Pero cuando llegó el momento me entró el acojone, y a falta de poco para irme hacia el Centro Cívico de Gornal dije que no iba... que estaba muy nervioso y que no iba; y eso que un amigo ya estaba esperando abajo con el coche para llevarme. Y aquí volvió a aparecer mi hermano y me dijo "como no vas a ir si te has vuelto loco avisando a la gente y ahora no les puedes dejar tirados", hay que ver que sabio es mi hermano y lo que me hizo reaccionar.
Ya os podéis imaginar lo nervioso que estaba, no paraba; si estaba sentado en la silla la pierna parecía la atracción de la rana loca, si estaba de pie podía hacer la maratón en tiempo récord. Pero bueno, ya no había vuelta atrás, llegó el momento, me presentaron y ahora sí, me subía a un escenario por primera vez. El pulso me temblaba una barbaridad, pero le eché un par...... y venga a por todas. Y me pasó lo mismo que tres años atrás, empecé a disfrutar como un niño con un juguete nuevo.

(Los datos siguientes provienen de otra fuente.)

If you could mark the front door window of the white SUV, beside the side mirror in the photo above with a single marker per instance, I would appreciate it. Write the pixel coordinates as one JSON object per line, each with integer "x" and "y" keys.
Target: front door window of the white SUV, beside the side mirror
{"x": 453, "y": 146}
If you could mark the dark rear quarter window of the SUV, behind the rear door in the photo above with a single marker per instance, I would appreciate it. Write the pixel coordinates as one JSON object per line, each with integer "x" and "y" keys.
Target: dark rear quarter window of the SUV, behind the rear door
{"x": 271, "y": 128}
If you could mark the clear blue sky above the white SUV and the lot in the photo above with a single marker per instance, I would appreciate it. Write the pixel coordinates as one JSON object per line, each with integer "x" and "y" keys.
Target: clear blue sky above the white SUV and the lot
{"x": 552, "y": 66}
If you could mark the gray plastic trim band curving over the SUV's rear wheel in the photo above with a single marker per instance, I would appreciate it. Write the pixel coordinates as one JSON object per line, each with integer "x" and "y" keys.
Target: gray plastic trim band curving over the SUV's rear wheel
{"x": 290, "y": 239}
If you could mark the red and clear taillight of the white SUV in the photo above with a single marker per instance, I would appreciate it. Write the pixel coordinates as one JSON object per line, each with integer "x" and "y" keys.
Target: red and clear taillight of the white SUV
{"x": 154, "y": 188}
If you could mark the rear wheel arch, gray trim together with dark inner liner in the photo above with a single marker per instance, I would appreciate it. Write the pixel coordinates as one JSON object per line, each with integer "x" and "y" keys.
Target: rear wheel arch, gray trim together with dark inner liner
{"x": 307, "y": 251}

Así que esa fue mi primera actuación en un escenario y con público ajeno a mi entorno. Me gustó tanto la experiencia, que al año siguiente el "Sismonòleg" se volvió a celebrar. Y esta vez me volví a apuntar, pero esta segunda vez ya fue mucho mejor, más suelto, no tan nervioso... pero eso sí disfrutando.
Luego me enteré que Quim Portero (el organizador del "Sismonòleg") llevaba un grupo de teatro, y yo como había disfrutado tanto y esto veía que me gustaba, decidí decirle si yo podía estar también en ese grupo de teatro, y él me dijo que por supuesto pero que para la obra de teatro que estaban preparando ya la tenían avanzada y que no podría actuar. Me daba igual, pero yo fui yendo a los ensayos.

Y así fue como empezó mi "vida teatral" hasta el día de hoy. En posteriores publicaciones iré explicando las diferentes obras de teatro que he ido haciendo y demás "actuaciones". Así que nos vemos en la siguiente publicación.

Por una mirada, un mundo,
por una sonrisa, un cielo,
por un beso... ¡yo no sé
qué te diera por un beso!
Rima XXIII de Gustavo Adolfo Bécquer.